I found this story pretty interesting. It's from Science Magazine.

Quote:
LUBBOCK, TEXAS--Microbiologist Thomas Butler was found guilty yesterday on 47 of 69 federal charges stemming from his report last January that 30 vials of plague bacteria had gone missing from his laboratory here at Texas Tech University Health Sciences Center. Forty-four of the convictions involved charges that Butler defrauded the university. But Butler was largely cleared of allegations that he illegally transported plague bacteria into and around the United States and then lied to FBI agents when he reported some vials missing.

On 14 January, Butler told university officials that some of his plague samples had disappeared, triggering a bioterror scare that ended after Butler wrote a statement in which he admitted to accidentally destroying the vials (ScienceNOW, 21 January 2003). Butler has since retracted the confession, and his defense team argued that a manipulative FBI agent essentially dictated the statement to the exhausted scientist. During its investigation of the case, FBI discovered evidence that Butler had illegally transported plague samples and committed fraud.

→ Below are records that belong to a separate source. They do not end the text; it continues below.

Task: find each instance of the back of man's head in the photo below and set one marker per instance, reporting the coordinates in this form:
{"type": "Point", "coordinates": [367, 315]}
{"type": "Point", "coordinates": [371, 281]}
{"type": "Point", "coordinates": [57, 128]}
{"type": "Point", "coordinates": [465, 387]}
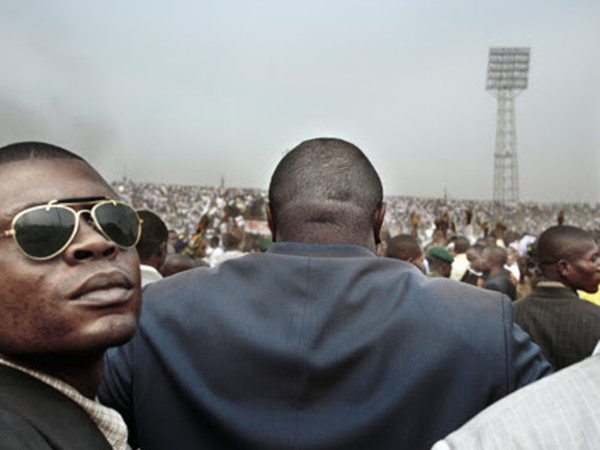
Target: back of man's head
{"type": "Point", "coordinates": [495, 256]}
{"type": "Point", "coordinates": [404, 247]}
{"type": "Point", "coordinates": [21, 151]}
{"type": "Point", "coordinates": [152, 248]}
{"type": "Point", "coordinates": [461, 244]}
{"type": "Point", "coordinates": [570, 255]}
{"type": "Point", "coordinates": [326, 191]}
{"type": "Point", "coordinates": [559, 242]}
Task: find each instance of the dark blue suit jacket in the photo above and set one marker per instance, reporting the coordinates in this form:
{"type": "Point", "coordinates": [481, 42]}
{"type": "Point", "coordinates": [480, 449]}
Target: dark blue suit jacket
{"type": "Point", "coordinates": [314, 347]}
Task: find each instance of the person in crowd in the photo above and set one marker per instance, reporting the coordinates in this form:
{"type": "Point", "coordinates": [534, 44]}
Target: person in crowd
{"type": "Point", "coordinates": [406, 247]}
{"type": "Point", "coordinates": [176, 263]}
{"type": "Point", "coordinates": [152, 246]}
{"type": "Point", "coordinates": [564, 326]}
{"type": "Point", "coordinates": [439, 261]}
{"type": "Point", "coordinates": [70, 281]}
{"type": "Point", "coordinates": [558, 412]}
{"type": "Point", "coordinates": [316, 343]}
{"type": "Point", "coordinates": [474, 275]}
{"type": "Point", "coordinates": [214, 251]}
{"type": "Point", "coordinates": [496, 277]}
{"type": "Point", "coordinates": [460, 262]}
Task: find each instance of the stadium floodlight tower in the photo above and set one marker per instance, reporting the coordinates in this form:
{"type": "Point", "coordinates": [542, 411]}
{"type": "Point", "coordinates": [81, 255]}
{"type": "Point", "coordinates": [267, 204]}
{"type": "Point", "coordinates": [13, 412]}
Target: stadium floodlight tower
{"type": "Point", "coordinates": [507, 77]}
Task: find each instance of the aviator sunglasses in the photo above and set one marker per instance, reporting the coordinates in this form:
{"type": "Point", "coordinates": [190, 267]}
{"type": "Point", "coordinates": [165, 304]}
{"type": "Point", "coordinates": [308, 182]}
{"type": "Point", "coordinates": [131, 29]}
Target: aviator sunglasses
{"type": "Point", "coordinates": [43, 232]}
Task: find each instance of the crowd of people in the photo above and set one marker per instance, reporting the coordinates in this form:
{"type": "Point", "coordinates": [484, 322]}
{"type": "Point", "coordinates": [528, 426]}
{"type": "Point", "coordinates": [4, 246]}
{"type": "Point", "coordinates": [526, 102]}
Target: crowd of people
{"type": "Point", "coordinates": [320, 324]}
{"type": "Point", "coordinates": [182, 207]}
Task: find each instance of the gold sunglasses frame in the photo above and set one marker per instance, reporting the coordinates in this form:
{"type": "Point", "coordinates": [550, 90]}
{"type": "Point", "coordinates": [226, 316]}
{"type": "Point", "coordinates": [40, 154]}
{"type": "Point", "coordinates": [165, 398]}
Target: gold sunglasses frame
{"type": "Point", "coordinates": [66, 204]}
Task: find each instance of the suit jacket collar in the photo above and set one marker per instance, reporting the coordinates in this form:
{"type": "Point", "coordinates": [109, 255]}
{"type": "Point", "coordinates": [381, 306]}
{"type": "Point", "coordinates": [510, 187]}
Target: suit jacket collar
{"type": "Point", "coordinates": [54, 416]}
{"type": "Point", "coordinates": [319, 250]}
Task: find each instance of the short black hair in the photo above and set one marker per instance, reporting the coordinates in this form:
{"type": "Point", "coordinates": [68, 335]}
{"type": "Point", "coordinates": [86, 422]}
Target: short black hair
{"type": "Point", "coordinates": [461, 244]}
{"type": "Point", "coordinates": [21, 151]}
{"type": "Point", "coordinates": [404, 247]}
{"type": "Point", "coordinates": [325, 182]}
{"type": "Point", "coordinates": [559, 242]}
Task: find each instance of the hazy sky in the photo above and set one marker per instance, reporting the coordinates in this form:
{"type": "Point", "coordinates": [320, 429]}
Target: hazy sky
{"type": "Point", "coordinates": [188, 91]}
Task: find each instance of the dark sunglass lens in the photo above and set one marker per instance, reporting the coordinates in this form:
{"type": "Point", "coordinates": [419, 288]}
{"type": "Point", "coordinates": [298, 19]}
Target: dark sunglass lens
{"type": "Point", "coordinates": [119, 222]}
{"type": "Point", "coordinates": [44, 231]}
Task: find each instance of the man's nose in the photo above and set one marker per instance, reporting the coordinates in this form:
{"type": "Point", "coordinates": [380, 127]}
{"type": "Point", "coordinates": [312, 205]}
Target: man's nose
{"type": "Point", "coordinates": [90, 243]}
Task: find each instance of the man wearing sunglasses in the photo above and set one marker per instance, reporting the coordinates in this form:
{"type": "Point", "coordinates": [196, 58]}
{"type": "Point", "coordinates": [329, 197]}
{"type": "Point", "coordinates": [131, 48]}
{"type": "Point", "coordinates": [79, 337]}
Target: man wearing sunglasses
{"type": "Point", "coordinates": [70, 289]}
{"type": "Point", "coordinates": [317, 343]}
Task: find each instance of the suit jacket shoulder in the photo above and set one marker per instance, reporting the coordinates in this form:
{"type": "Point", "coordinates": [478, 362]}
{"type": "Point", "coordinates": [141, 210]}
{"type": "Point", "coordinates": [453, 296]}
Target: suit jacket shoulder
{"type": "Point", "coordinates": [35, 416]}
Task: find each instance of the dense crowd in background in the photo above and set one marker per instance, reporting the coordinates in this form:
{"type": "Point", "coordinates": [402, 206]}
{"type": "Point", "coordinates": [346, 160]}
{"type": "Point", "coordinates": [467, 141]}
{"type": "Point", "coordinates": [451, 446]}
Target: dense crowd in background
{"type": "Point", "coordinates": [182, 207]}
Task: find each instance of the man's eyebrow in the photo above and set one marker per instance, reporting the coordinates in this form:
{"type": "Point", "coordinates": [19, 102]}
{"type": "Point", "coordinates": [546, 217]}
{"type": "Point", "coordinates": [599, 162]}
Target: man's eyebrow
{"type": "Point", "coordinates": [9, 215]}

The jury acquitted Butler of all seven charges that he illegally hand-carried plague samples into the United States from Tanzania in early 2002 and then broke the law again by transporting cultured bacteria to the Centers for Disease Control and Prevention in Fort Collins, Colorado, and to a U.S. Army research center in Fort Detrick, Maryland. Butler's lawyers argued that he wasn't aware he was breaking the law. Butler was convicted, however, on three of four counts of shipping the microbes back to Tanzania in a Federal Express box marked "laboratory materials."

In the end, jurors were also convinced that Butler had defrauded Texas Tech by cutting secret "shadow" contracts with two pharmaceutical companies. Under the twin agreements, half of the per-patient fee that the firms paid to run clinical trials was sent to the university. Unbeknownst to the university, however, the other half went directly to Butler's bank account, which the prosecution said amounted to embezzlement. But jurors found Butler innocent of a related tax charge. Butler declined to comment.

Observers are divided on the verdict's implications for scientists, some of whom decried the government's prosecution and contributed money to Butler's defense. Because Butler was convicted on only a few of the mishandling charges, "this is not a strong verdict one way or the other," says Texas Tech law professor Larry Cunningham, who has been following the case. But 2003 Nobel laureate Peter Agre says the message is "chilling." The government has thrown as many charges at Butler as possible in order to make some stick, says Agre, who likens the case to "an episode from the McCarthy era." No sentencing date has been set.
How about that? Now the FBI is harrassing scientists. I find this all pretty sad. But I guess that's the price you pay for living in fear. Sorry, I mean "freedom".